I have just listened to the podcast of an interview with Rick Morton on the subject of Bruce Pascoe’s Dark Emu, in which The Saturday Paper scribe criticises Andrew Bolt for his expose of Pascoe’s slipshod, slapdash scholarship in support of his claim that Aborigines were not nomadic hunter-gatherers but sedentary agriculturalists with “skills superior to the colonists who stole and despoiled their land”. Morton’s podcast dishes out what can only be described as a stream of nauseating piffle, not least in his dismissal of Quadrant and its readers as nutcase “conspiracy theorists”.

As he is his publication’s “senior reporter” it makes me shudder to think of the howlers his Saturday Paper junior colleagues must be producing.

Order your copy of Bitter Harvest here

Andrew Bolt, who has long suspected Pascoe’s bona fides, has used information he has gleaned himself, over time, from Pascoe’s writings and lectures, bolstering his own efforts with independent information from the Dark Emu Exposed website, another target of Morton’s contemptuous derision. At the same time this story broke, information came to hand that Pascoe’s own genealogy, meticulously researched and comprehensively documented, contained, on the face of it, no trace whatsoever of Aboriginality.  Bolt conceded that there may be some factor, such as an illegitimate birth, that would substantiate Pascoe’s claim and invited him to submit evidence of such.  This Pascoe has refused to do.  Representatives of the three tribal groups to which Pascoe claims membership, Tasmanian, Boonwurrong and Yuin, have all stated publicly that he is not a member of their clans.
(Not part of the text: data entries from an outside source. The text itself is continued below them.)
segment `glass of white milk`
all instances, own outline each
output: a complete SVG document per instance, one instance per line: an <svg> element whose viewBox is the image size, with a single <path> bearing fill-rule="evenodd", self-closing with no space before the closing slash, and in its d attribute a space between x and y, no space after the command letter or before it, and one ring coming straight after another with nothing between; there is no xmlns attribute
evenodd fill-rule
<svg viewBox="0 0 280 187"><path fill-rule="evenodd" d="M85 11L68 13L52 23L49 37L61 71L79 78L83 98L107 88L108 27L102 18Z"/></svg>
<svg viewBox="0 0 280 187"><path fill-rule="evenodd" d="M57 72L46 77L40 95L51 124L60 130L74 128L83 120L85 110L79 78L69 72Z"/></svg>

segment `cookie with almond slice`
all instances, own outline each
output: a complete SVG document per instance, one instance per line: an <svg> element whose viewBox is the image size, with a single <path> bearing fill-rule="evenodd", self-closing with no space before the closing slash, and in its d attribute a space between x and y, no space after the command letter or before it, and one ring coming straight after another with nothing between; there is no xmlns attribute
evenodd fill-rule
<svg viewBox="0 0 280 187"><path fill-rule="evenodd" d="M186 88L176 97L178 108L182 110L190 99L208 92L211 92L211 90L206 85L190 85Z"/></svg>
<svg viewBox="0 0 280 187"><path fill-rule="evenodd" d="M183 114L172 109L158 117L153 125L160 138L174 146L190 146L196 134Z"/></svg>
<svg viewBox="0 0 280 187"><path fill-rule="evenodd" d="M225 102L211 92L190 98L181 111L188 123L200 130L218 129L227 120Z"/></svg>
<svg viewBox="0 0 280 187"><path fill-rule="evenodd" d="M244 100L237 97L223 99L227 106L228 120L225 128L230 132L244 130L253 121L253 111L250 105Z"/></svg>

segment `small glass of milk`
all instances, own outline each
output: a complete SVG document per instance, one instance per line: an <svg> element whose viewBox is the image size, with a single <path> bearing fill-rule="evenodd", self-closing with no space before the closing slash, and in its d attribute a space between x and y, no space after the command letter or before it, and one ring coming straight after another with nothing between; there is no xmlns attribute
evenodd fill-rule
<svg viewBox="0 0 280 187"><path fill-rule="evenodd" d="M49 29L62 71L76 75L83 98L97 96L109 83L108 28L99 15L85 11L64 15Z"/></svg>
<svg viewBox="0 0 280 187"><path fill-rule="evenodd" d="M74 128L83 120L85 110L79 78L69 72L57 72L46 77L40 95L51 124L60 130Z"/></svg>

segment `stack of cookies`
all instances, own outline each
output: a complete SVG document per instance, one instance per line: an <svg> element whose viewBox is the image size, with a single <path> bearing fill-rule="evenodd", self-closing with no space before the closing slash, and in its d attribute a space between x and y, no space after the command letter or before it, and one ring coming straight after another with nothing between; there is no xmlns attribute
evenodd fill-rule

Morton, in his podcast, glosses over this inconvenient set of facts and claims that Pascoe said in 2012 that the grandmother they thought was Aboriginal was, in fact born in England, and ‘so the search continues’. Pascoe not qualified his claim to Aboriginality in any way, stating quite categorically on the cover page of Dark Emu‘s 2018 edition that he is “of Bunurong, Tasmanian and Yuin heritage”.  That is a quite specific claim to make in the context of the “search continuing”. 

He further claims Bolt is merely quibbling over little details and that he hasn’t looked at Dark Emu closely.  One point he raises is that Bolt “keeps having issues with Aboriginals having animal yards”, noting that explorer David Lindsay, in 1883, saw what appeared to be animal pens. 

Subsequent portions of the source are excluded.